A: INTERNATIONAL BUSINESS MACHINE
A: 9545-308
A: SN123456
A: Location1
A: "Public, John Q"
A: 234567
A: Hostname2
A: "COMPUTER, Desktop"
A: HP
A: xw6400
A: SN234567
A: Location2
A: "Doe, Jane "
T: 0.220 ms
I: plural substring
/* Format the results into Tuple Strings by escaping them - enclosing each item in "( )" and separating by ", " -- so an embedded comma doesn't resolve as an excess tuple string item */
q: (("( " & concatenation " ), ( " of parenthesized parts 3 of matches (regex "((^|,)((%22([^%22]|%22%22)*%22)|[^%22,]*)(,|$))((%22([^%22]|%22%22)*%22)|[^,]*)(,|$)") of it & " )")) of ("123456,Hostname1,%22COMPUTER, LAPTOP%22,INTERNATIONAL BUSINESS MACHINE,9545-308,SN123456,Location1,%22Public, John Q%22"; "234567,Hostname2,%22COMPUTER, Desktop%22,HP,xw6400,SN234567,Location2,%22Doe, Jane %22" )
A: ( 123456 ), ( Hostname1 ), ( "COMPUTER, LAPTOP" ), ( INTERNATIONAL BUSINESS MACHINE ), ( 9545-308 ), ( SN123456 ), ( Location1 ), ( "Public, John Q")

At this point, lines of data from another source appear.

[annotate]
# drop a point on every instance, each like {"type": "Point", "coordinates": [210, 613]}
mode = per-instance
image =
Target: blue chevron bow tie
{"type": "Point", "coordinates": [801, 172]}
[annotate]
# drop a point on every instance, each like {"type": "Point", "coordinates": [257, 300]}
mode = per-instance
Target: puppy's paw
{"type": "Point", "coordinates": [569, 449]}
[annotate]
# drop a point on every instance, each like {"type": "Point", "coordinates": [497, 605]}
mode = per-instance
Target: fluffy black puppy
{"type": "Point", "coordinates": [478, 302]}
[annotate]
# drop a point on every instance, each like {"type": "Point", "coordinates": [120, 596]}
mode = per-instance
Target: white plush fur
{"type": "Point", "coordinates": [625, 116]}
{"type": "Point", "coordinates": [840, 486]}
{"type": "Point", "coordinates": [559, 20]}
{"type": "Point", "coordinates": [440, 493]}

A: ( 234567 ), ( Hostname2 ), ( "COMPUTER, Desktop" ), ( HP ), ( xw6400 ), ( SN234567 ), ( Location2 ), ( "Doe, Jane ")
T: 0.234 ms
I: plural string
/* Read the results as tuple string items */
q: tuple string items 0 of (("( " & concatenation " ), ( " of parenthesized parts 3 of matches (regex "((^|,)((%22([^%22]|%22%22)*%22)|[^%22,]*)(,|$))((%22([^%22]|%22%22)*%22)|[^,]*)(,|$)") of it & " )")) of ("123456,Hostname1,%22COMPUTER, LAPTOP%22,INTERNATIONAL BUSINESS MACHINE,9545-308,SN123456,Location1,%22Public, John Q%22"; "234567,Hostname2,%22COMPUTER, Desktop%22,HP,xw6400,SN234567,Location2,%22Doe, Jane %22" )
A: 123456
A: 234567
T: 0.277 ms
I: plural string
Find the asset tag ...
q: it whose (tuple string item 0 of it = "234567" ) of (("( " & concatenation " ), ( " of parenthesized parts 3 of matches (regex "((^|,)((%22([^%22]|%22%22)*%22)|[^%22,]*)(,|$))((%22([^%22]|%22%22)*%22)|[^,]*)(,|$)") of it & " )")) of ("123456,Hostname1,%22COMPUTER, LAPTOP%22,INTERNATIONAL BUSINESS MACHINE,9545-308,SN123456,Location1,%22Public, John Q%22"; "234567,Hostname2,%22COMPUTER, Desktop%22,HP,xw6400,SN234567,Location2,%22Doe, Jane %22" )
A: ( 234567 ), ( Hostname2 ), ( "COMPUTER, Desktop" ), ( HP ), ( xw6400 ), ( SN234567 ), ( Location2 ), ( "Doe, Jane ")
T: 0.301 ms
I: plural string
Put into practice, I can retrieve all of the asset tag numbers from a CSV of 8,249 lines in about a half-second:
q: number of tuple string items 0 of (("( " & concatenation " ), ( " of parenthesized parts 3 of matches (regex "((^|,)((%22([^%22]|%22%22)*%22)|[^%22,]*)(,|$))((%22([^%22]|%22%22)*%22)|[^,]*)(,|$)") of it & " )")) of (lines of file "c:\temp\computers.csv" )
A: 8249
q: tuple string items 0 of (("( " & concatenation " ), ( " of parenthesized parts 3 of matches (regex "((^|,)((%22([^%22]|%22%22)*%22)|[^%22,]*)(,|$))((%22([^%22]|%22%22)*%22)|[^,]*)(,|$)") of it & " )")) of (lines of file "c:\temp\computers.csv" )
A: ECN
A: 0038904
A: 0038939
A: 0039632
A: 0040535
A: 0076434
A: 0086809
/* snipped */
T: 532.061 ms
I: plural string
Edit: The closing parenthesis that is appended needs a space before it.